= Alexander Mair (music) =

Alexander Mair (September 29, 1940 - November 25, 2022) was a Canadian music industry executive, most noted as a founder of the Attic Records label.

==Background==
Born and raised in Toronto, Ontario, he worked in a record store and as a disc jockey at parties in his teenage years. After having taken just one accounting class at the University of Toronto, he was hired by Capitol Records in its royalty payment tracking department, later claiming that he got the job because he knew how to pronounce the names of classical music composers.

==Career in music==
He began to work in music promotion with Apex Records in the early 1960s. In 1967 he won an RPM award for Top Regional Record Promoter.

By 1968, Mair was the business manager for singer-songwriter Gordon Lightfoot, playing a key role in setting up Lightfoot's production and publishing companies, and was active in trying to help other aspiring musicians secure record deals.

Mair and Tom Williams set up Attic Records in 1974, quickly growing it into the largest and most influential Canadian independent record label of its era.

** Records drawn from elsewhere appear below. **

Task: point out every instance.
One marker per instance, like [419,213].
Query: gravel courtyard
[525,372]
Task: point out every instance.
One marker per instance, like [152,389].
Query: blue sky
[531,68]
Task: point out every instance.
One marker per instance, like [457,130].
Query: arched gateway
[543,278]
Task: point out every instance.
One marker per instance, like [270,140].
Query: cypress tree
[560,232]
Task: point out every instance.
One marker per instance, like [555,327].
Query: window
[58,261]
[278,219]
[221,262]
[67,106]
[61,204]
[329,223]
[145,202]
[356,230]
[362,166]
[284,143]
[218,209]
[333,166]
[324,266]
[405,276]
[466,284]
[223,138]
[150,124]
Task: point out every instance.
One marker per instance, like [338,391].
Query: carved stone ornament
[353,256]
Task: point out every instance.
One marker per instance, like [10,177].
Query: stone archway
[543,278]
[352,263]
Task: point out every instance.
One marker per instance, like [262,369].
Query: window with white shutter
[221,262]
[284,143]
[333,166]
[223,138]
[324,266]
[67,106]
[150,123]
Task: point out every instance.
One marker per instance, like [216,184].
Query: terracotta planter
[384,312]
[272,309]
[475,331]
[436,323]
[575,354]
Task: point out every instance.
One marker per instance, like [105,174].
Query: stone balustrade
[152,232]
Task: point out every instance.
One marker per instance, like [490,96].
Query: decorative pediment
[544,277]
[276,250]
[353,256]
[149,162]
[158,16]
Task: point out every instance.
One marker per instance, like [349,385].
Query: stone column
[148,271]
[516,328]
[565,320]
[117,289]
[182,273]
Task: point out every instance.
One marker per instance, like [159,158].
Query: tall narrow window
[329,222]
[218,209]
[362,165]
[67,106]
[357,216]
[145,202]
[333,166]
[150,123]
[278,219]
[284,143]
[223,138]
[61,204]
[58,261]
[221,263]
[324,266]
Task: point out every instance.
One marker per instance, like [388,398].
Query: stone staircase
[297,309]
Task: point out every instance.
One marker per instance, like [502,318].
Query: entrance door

He retained ownership of the label until 1999, when he sold his shares to Allan Gregg's Song Corporation.

During his career, he also played key roles in the creation of the Canadian Independent Record Production Association, the Canadian Musical Reproduction Rights Association and the National Aboriginal Music Association, and held board and leadership roles with the Composers, Authors and Publishers Association of Canada, the Society of Composers, Authors and Music Publishers of Canada, the Canadian Music Publishers Association and Massey Hall.

He later established MHL Communications, a company which published the music trade magazine Applaud!.

==Honours==
In 2022, he was named a Member of the Order of Canada. Due to his poor health, he was presented with his OC insignia by Elizabeth Dowdeswell in his hospital room at Sunnybrook Health Sciences Centre just days before his death.

At the Juno Awards of 2026, he posthumously received the Walt Grealis Special Achievement Award in honour of his career.